Which is why they’re not suited for corporate recruitment.

Applying for a job is a process which requires a one-off, content-rich transmission of information from candidate to employer. It’s not like ordering a pizza or checking Facebook. It’s often a multi-stage process that requires consideration and a lot of detailed information. It’s a sales process, in which the candidate creates (essentially) a marketing impression upon a company.

Designing an app which includes the process of applying for a job with a company would require a huge amount of information transfer. Also, as most smart devices don’t allow a user to store a resume on file for upload, the app would have to mimic the entire resume-building process. Realistically, we’re talking about an app which requires the user to input four A4 pages of information to complete the process.  And assuming the app works seamlessly with multiple candidate management systems (which is a big call, as many of these systems have very specific information requirements) you’ve just entered the database.

So why keep the app? You’re in the talent pool for that company now. You aren’t going to reapply to that company again, are you? If the company is sophisticated enough to be looking at recruitment apps, it’s a fair bet that it’s using a sophisticated automated candidate management system, and any repeated candidate applications will be discarded anyway. The supporters of this idea say the app could be updated with information about the brand and the company. And they’re right – although given the company already has this information on their website, why duplicate it? It’s additional content creation for another channel which doesn’t add any tangible value.
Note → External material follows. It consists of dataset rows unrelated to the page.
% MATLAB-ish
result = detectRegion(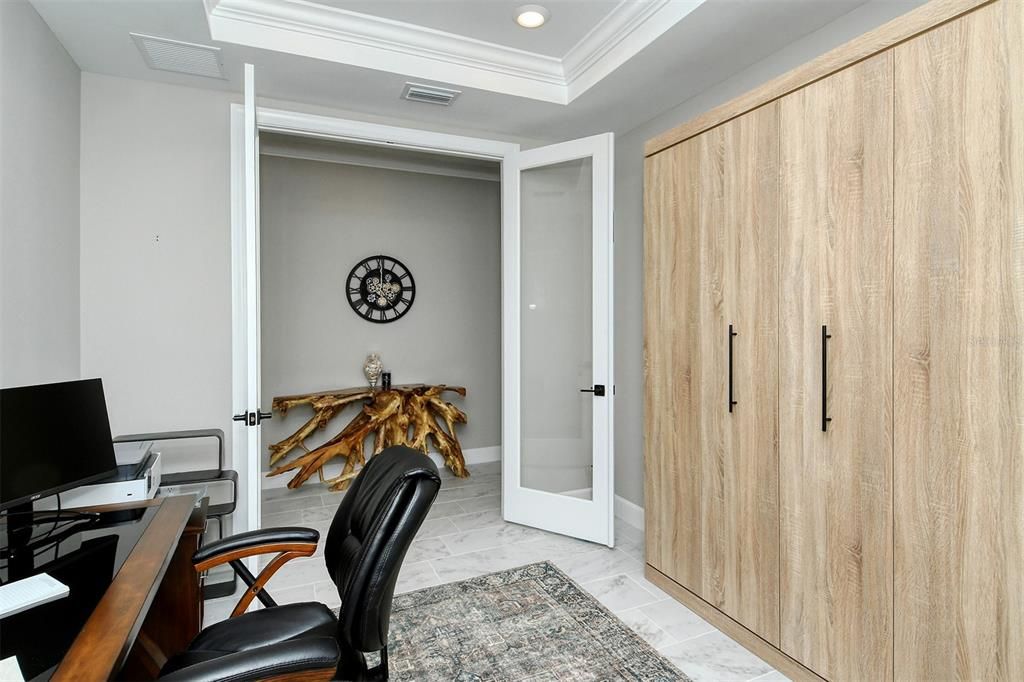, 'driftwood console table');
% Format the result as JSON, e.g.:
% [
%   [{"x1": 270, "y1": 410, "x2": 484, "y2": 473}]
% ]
[{"x1": 267, "y1": 384, "x2": 468, "y2": 490}]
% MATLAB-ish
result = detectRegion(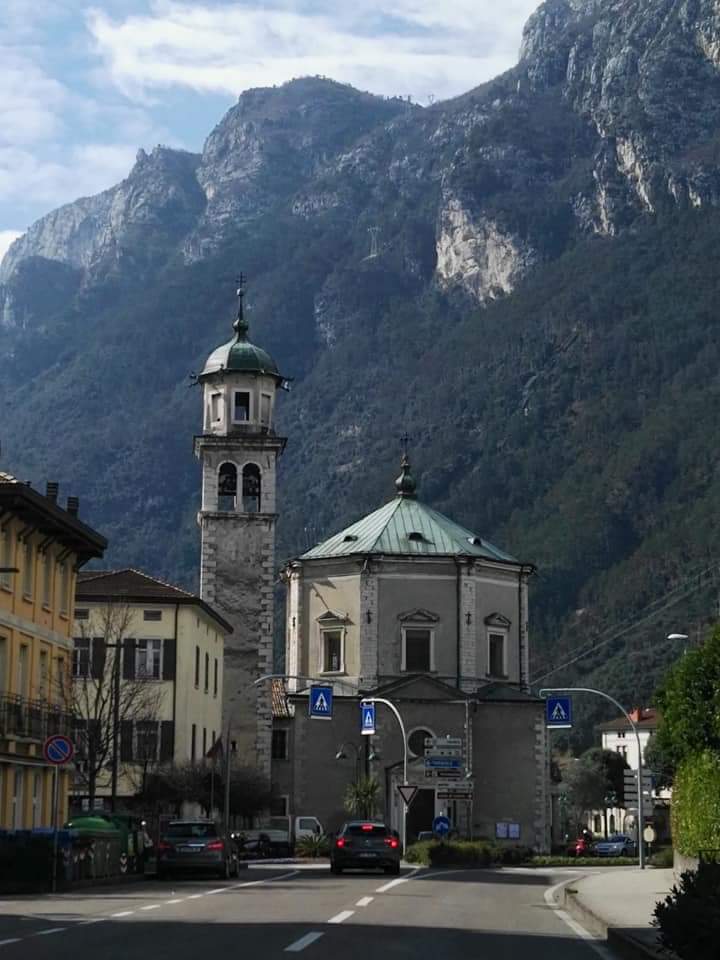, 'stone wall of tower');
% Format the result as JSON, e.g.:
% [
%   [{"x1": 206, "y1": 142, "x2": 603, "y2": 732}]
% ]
[{"x1": 199, "y1": 511, "x2": 276, "y2": 778}]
And what’s the value of it being an app at all? The preachers of this idea say it becomes more mobile. More accessible. Both of these are true, and yet both could be addressed by making the core recruitment portal online more mobile friendly. It wouldn’t make it any less time-consuming regarding the process, but it would mean that content only has to be updated once, not across multiple languages and platforms.
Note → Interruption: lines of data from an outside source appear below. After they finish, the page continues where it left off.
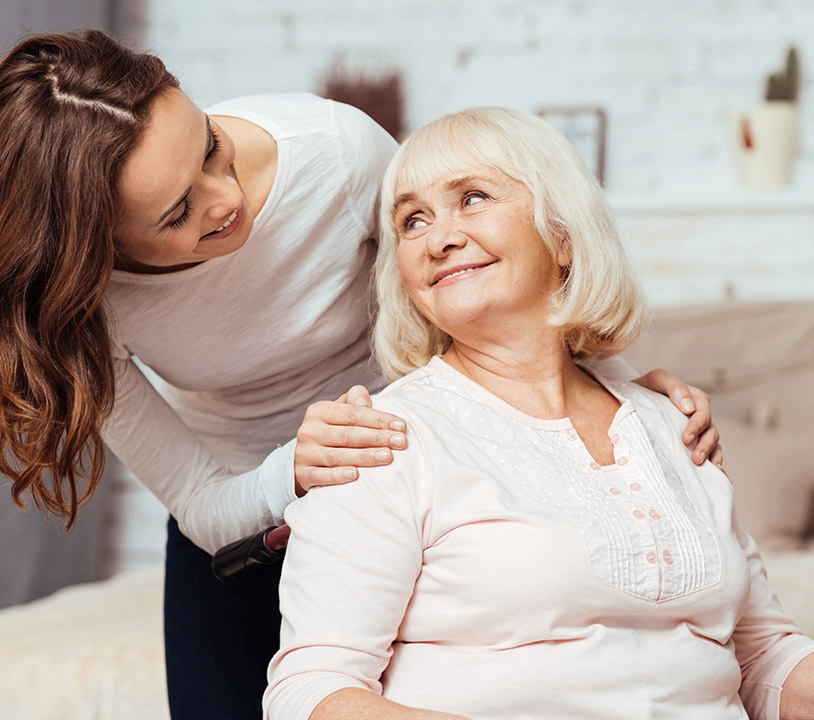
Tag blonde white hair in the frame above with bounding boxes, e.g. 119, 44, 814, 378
374, 106, 646, 382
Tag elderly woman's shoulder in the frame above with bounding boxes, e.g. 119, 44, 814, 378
370, 363, 441, 418
601, 373, 694, 440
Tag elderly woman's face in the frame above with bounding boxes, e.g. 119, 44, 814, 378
393, 166, 564, 337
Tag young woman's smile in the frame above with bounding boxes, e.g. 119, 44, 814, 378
114, 88, 253, 272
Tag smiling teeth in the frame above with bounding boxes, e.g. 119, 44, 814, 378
214, 209, 238, 233
444, 268, 475, 280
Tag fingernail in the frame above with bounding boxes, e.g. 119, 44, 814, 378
680, 399, 696, 413
716, 462, 724, 469
343, 468, 357, 479
390, 420, 406, 432
697, 451, 706, 463
351, 398, 368, 406
390, 433, 406, 447
375, 449, 392, 462
687, 432, 696, 442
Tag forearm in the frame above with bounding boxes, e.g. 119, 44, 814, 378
780, 652, 814, 720
310, 688, 469, 720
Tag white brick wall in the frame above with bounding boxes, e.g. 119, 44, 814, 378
119, 0, 814, 195
105, 0, 814, 571
115, 0, 814, 308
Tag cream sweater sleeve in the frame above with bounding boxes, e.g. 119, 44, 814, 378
734, 517, 814, 720
264, 402, 430, 720
104, 357, 297, 554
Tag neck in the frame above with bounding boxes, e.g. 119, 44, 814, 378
442, 328, 591, 419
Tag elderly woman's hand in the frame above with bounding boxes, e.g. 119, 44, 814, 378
633, 368, 722, 468
293, 385, 408, 496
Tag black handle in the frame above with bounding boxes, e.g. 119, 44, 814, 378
211, 525, 291, 581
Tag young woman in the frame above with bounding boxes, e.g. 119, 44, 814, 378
0, 31, 721, 719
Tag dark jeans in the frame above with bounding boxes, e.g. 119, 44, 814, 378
164, 516, 283, 719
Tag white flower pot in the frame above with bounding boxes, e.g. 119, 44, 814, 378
727, 101, 798, 190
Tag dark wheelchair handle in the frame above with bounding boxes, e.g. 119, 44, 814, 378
211, 525, 291, 582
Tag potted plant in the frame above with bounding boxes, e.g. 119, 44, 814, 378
728, 47, 800, 190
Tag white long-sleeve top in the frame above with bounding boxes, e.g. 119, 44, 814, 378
103, 94, 398, 553
266, 356, 814, 720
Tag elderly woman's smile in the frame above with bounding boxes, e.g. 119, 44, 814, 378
394, 166, 565, 337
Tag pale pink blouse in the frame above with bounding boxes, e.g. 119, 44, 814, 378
265, 357, 814, 720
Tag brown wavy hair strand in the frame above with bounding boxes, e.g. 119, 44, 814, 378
0, 30, 179, 527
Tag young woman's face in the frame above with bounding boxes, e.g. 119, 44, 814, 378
114, 88, 252, 272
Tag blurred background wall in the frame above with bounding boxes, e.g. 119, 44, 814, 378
1, 0, 812, 604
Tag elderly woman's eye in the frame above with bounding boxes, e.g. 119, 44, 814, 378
463, 192, 488, 206
403, 216, 427, 231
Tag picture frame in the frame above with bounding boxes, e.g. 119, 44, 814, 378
536, 106, 607, 186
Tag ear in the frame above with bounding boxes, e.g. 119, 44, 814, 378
555, 228, 572, 269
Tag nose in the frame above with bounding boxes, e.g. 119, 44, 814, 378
204, 172, 243, 221
426, 216, 467, 257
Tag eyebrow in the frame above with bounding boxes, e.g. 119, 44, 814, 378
154, 115, 212, 227
393, 175, 490, 211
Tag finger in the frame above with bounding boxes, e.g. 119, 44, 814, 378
682, 402, 712, 446
692, 426, 720, 465
709, 445, 724, 470
295, 465, 361, 494
299, 446, 395, 470
309, 425, 407, 450
305, 402, 406, 432
634, 369, 697, 415
345, 384, 373, 407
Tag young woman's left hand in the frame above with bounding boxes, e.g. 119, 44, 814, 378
293, 385, 407, 496
633, 368, 722, 468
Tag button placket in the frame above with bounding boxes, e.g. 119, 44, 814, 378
616, 450, 671, 596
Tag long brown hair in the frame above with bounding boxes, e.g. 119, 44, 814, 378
0, 30, 178, 527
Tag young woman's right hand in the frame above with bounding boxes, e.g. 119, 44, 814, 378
293, 385, 407, 496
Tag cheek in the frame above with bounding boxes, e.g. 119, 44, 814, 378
396, 245, 420, 293
221, 130, 238, 166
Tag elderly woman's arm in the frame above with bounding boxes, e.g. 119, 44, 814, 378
311, 689, 469, 720
780, 653, 814, 719
264, 408, 465, 719
733, 518, 814, 720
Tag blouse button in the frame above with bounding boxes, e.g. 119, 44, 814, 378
617, 456, 629, 466
566, 429, 578, 441
608, 487, 621, 495
629, 482, 642, 491
662, 550, 673, 565
590, 462, 601, 471
611, 434, 621, 444
649, 509, 661, 520
632, 509, 645, 519
646, 551, 658, 564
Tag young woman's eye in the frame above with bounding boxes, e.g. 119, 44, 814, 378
169, 201, 193, 229
206, 127, 222, 161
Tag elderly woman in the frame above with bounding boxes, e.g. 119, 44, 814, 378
264, 107, 814, 720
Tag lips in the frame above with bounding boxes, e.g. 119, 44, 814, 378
431, 261, 496, 286
202, 204, 244, 240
In addition, applying for a job is something which should require concentration. It’s a process of creating a great first impression. It isn’t something you should be doing on the bus, or while waiting for a movie to start. I know people use mobile devices in the home more and more (I know I do!) but that doesn’t change the fact that applying for a role requires a bit of gravity and dedication. It’s a sit-down task, and I honestly believe that giving the application process an app makes it seem flippant. It also isolates information – a recruitment-specific app doesn’t let candidates tour around and see what else you’re doing as a business. And if you include more information for a brand-rich environment, it’s like having two corporate websites that need updating. Why not just have one that you manage really well, that’s mobile-friendly?

Apps are about providing information to make it easier to do something again and again. Applying to work for a company is something candidates should be doing once, and doing with the maximum effort to increase their chances. Making it an app-driven process will make it more time consuming, less content-rich and (I believe) ultimately less enjoyable for a candidate. Personally, I’d rather my candidates found it easy and enjoyable to apply to my company. It’s part of designing the employment experience to make them more likely to connect, and stay, with the company long term.